While my department is not facing blending problems, it is facing scheduling and logistical challenges. In our department, the main challenge is worker shortage and turnover. This shortage leads to underproduction and overwhelms the current workers, resulting in financial and organizational costs that could be avoided through linear optimization models, which minimize these costs and ensure the production requirement is fulfilled (Anderson et al., 2015). Our logistical challenges are based on the physical space in which we work. During COVID, we all worked from home, and production actually increased. Our team expanded and produced better quality work in less time. Our organization brought us back into the office one day a week several months ago. Production on this day has dipped. The organization is now considering bringing teams back on campus for the majority, if not the entire, week. This decision would certainly be helped using linear optimization models as I am quite sure remote work would appear as the best option for optimizing my team’s productivity. We would also be able to show why we should open the currently unfilled positions up to remote workers, addressing the shortage issue, too.

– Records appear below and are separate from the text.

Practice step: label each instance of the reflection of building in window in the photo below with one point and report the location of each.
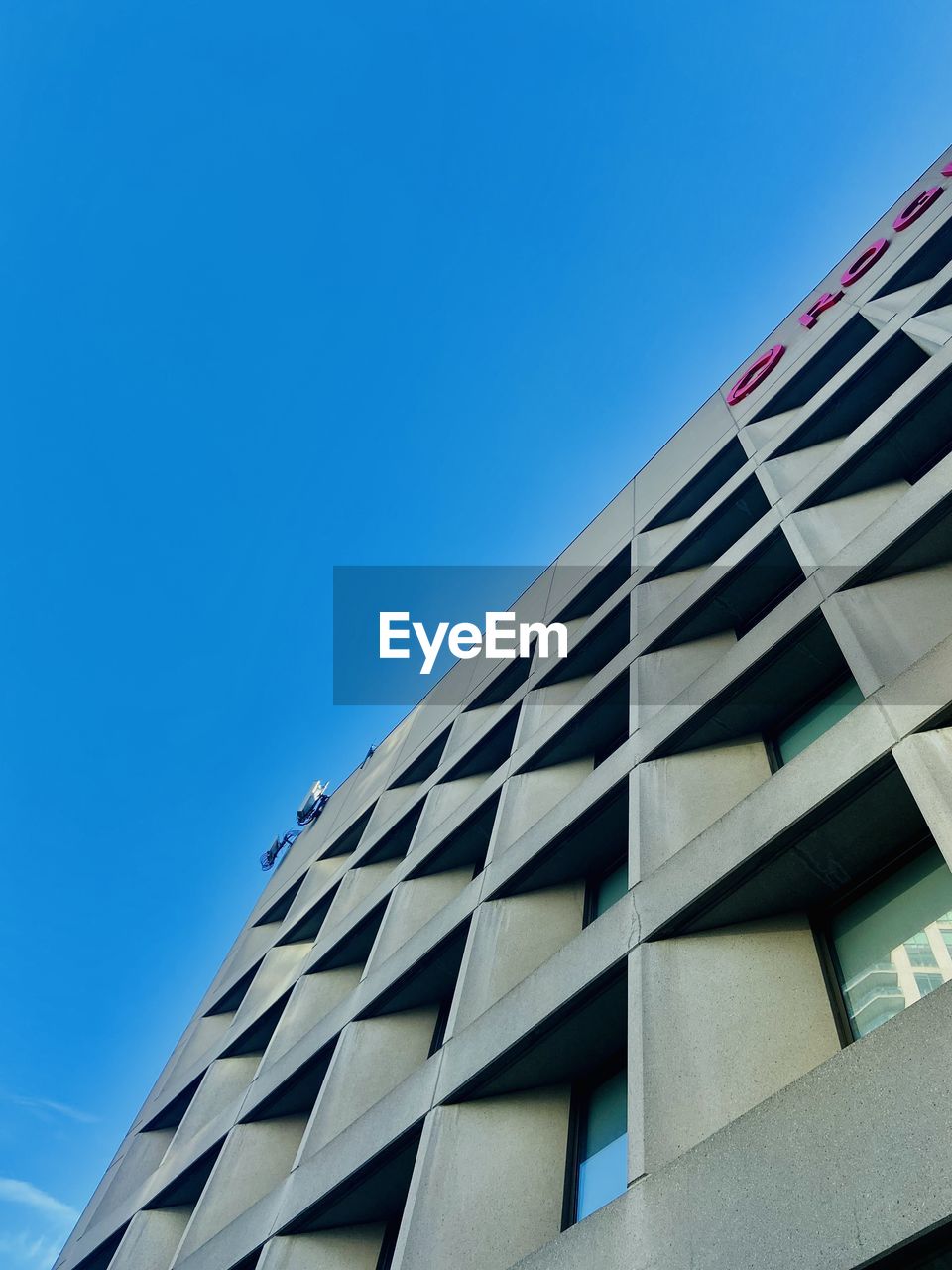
(602, 1171)
(893, 944)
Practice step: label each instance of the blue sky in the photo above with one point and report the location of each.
(298, 285)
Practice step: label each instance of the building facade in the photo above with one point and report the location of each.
(639, 959)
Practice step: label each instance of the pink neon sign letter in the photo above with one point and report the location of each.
(826, 302)
(754, 375)
(865, 262)
(916, 207)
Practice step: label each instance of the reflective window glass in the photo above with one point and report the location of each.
(603, 1155)
(809, 726)
(873, 939)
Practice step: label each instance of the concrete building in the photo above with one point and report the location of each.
(638, 960)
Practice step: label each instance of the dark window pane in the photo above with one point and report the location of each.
(603, 1162)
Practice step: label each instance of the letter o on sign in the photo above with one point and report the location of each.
(865, 262)
(916, 207)
(754, 375)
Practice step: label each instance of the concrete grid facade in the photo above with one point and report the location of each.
(389, 1067)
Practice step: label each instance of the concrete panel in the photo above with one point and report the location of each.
(925, 762)
(530, 795)
(467, 724)
(372, 1057)
(151, 1238)
(412, 905)
(203, 1037)
(652, 598)
(443, 801)
(660, 676)
(511, 939)
(137, 1164)
(352, 1247)
(782, 475)
(540, 705)
(254, 1160)
(277, 971)
(687, 452)
(874, 629)
(730, 1017)
(356, 885)
(222, 1086)
(817, 534)
(312, 997)
(316, 879)
(498, 1166)
(675, 799)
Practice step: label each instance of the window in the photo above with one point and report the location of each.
(439, 1028)
(606, 889)
(871, 939)
(810, 724)
(601, 1157)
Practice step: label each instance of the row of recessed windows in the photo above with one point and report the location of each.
(889, 945)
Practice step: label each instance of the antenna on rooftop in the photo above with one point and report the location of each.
(307, 813)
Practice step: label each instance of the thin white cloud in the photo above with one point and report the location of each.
(49, 1105)
(16, 1192)
(33, 1251)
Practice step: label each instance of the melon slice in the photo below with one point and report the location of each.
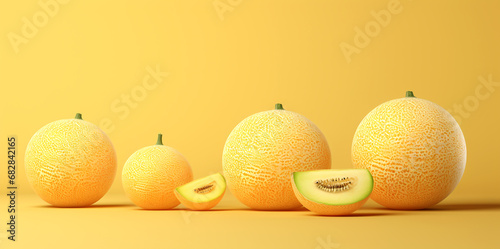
(202, 194)
(333, 192)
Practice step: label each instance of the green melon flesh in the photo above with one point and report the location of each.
(188, 190)
(360, 188)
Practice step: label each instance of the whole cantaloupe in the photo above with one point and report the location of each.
(70, 163)
(263, 151)
(152, 173)
(415, 151)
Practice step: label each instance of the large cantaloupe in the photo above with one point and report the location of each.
(415, 151)
(70, 163)
(152, 173)
(263, 151)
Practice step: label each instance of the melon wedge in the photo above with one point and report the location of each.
(333, 192)
(202, 194)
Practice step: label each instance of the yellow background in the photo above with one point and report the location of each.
(91, 53)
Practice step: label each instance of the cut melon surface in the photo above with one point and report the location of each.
(203, 193)
(333, 192)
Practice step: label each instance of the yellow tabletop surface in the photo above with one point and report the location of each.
(114, 222)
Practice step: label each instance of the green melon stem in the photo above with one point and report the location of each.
(410, 94)
(159, 141)
(278, 106)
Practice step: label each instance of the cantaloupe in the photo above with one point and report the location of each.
(332, 191)
(152, 173)
(70, 163)
(264, 149)
(202, 194)
(414, 149)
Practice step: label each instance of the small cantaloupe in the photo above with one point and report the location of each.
(70, 163)
(151, 175)
(202, 194)
(331, 191)
(414, 149)
(264, 149)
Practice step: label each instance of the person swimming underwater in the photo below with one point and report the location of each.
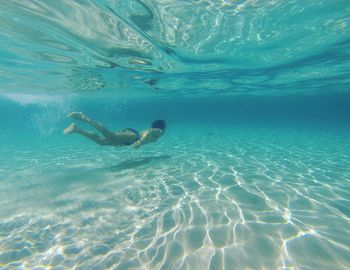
(126, 137)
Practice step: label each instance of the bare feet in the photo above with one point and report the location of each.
(70, 129)
(77, 115)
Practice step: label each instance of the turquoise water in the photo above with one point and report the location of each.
(253, 171)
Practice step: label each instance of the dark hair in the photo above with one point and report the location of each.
(159, 124)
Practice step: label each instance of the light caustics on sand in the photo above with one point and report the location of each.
(216, 210)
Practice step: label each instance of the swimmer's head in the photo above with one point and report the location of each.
(159, 124)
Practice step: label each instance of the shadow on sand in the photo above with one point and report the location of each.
(134, 163)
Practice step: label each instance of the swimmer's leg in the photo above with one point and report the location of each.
(72, 128)
(82, 117)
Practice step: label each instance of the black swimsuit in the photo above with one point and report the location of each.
(135, 132)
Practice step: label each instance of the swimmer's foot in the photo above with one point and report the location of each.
(70, 129)
(77, 115)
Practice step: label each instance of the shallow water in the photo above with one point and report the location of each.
(253, 171)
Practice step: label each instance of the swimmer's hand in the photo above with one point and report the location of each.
(136, 144)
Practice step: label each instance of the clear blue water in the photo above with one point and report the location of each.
(252, 173)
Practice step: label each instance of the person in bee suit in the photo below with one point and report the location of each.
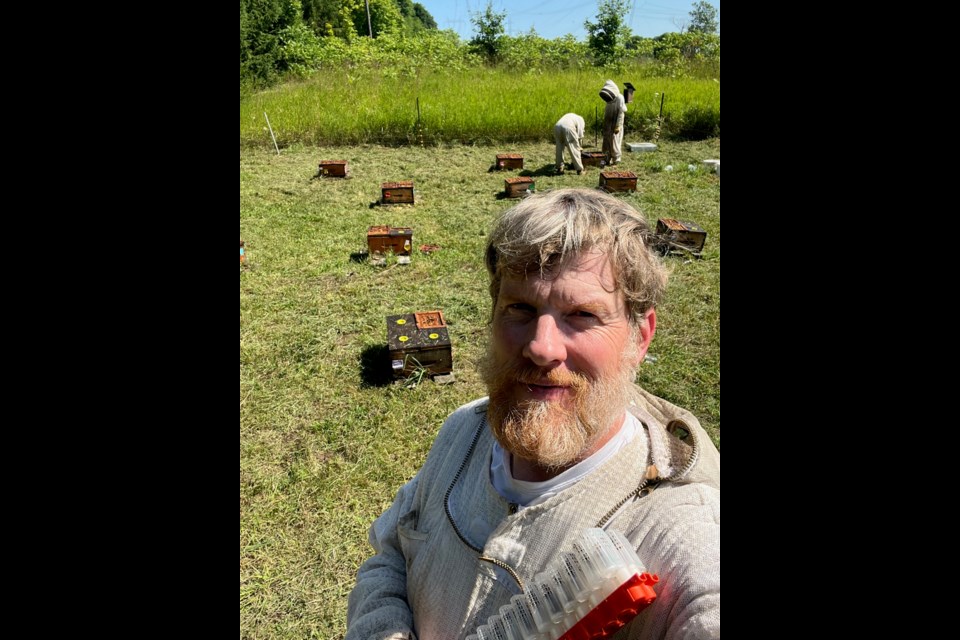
(568, 134)
(612, 121)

In my current organization, the use of production scheduling in relation to linear programming is already in use to handle the complexity of manufacturing multiple products and knowing the appropriate amount of time to allocate to each product to maximize in profit, and avoid the misuse of resources, and labor. The problem becomes complex when programs believe their product should take priority in manufacturing in comparison to others. The answer to a production scheduling problem assists the organization to create an efficient, low-cost production plan for one or more products over a period of time. Because linear programming for production scheduling issues is recurrent, managers may simply supply the data—demand, capacities, and so on—for the production period and utilize the linear programming model to build the production plan periodically after the model has been developed, thus always aiming to improve the business process (Anderson et al., 2016).